On 21 July 2016, the German Federal Supreme Court (BGH) gave its verdict on the validity of an abstract red colour mark of the umbrella organization of German savings banks (“Sparkassen”). It seems like the BGH is addressing a new colour every year.
The Sparkassen use this colour for their business since several decades e.g. on signs outside their branches, for their red savings books and marketing material. (Decision I ZB 52/15 – Sparkassen-Rot).
The German Sparkassen had been involved in a lawsuit against the Spanish bank Santander for years about the usage of the colour red. The BGH decided to keep saving the colour trademark for the Sparkassen in Germany and refused Santander’s application to delete the colour trademark which was a great win for the the Sparkassen.
How did this happen?
The abstract colour trademark „Rot“ (HKS 13) (red) was first filed in Germany in 2002, but was rejected. The Sparkassen restricted the specification to certain financial services in class 36 and submitted survey evidence on the acquired distinctiveness of the red colour for these services. It is registered since 2007, Sparkassen-finance group being its holder.
The PTO accepted the shown high public awareness of the colour red being associated with the Sparkassen and registered the colour trademark because of the bank’s reputation. Nevertheless not only Santander but several other banks applied for cancellation of the mark for lack of inherent and acquired distinctiveness. They all use the same colour for their corporate design as well.
The first court decision
The German Federal Patent Court (BPatG) paused the lawsuit in June 2014 and started a request for a preliminary ruling to the European Court of Justice (ECJ). In ECJ’s decision (C-217/13 and C-218/13) the judges set out the colour trademark’s cancellation, which was then suspended through the BGH because of an appeal on the point of law by the colour trademark holder (Sparkasse).

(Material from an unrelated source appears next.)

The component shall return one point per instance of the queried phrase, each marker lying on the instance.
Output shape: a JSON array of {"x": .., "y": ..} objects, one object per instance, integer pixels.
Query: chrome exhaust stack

The German Federal Supreme Court indicted absolute protection obstacles because of insufficient distinctiveness. Abstract colour trademarks are not distinctive in general and not registrable according to § 8 Abs. 2 Nr. 1 MarkenG. A colour is often seen as a decorative element instead as a product label.
The trademark holder justified the acceptance of the acquired secondary meaning at the time of the decision on the application for cancellation in 2015 through various opinion research reports about the acquired secondary meaning. This means that the consumers connect the colour red as a product label with the Sparkassen, due to their consistent corporate appearance. In this case according to § 50 Abs. 2 Satz 1 MarkenG the colour trademark may not be cancelled.
In his sentence the BGH made clear that colours are not product labels and due to their insufficient distinctiveness it is also not possible to register them as trademarks. The only exception is possible, if the colour did establish in commercial traffic per se and the public is seeing a hallmark in the colour.
BGH’s decision shows how a trademark registered in Germany can last even in times of a transborder European financial sector. The consequences for Santander’s future brand presence in Germany are not yet predictable.
The BGH decision came as quite a surprise – the standard procedure under German law would have been for the court to provide guidance to the previous instance, here the BPatG, and to refer the case back to that court for a decision. The full decision, once published, will be an interesting read.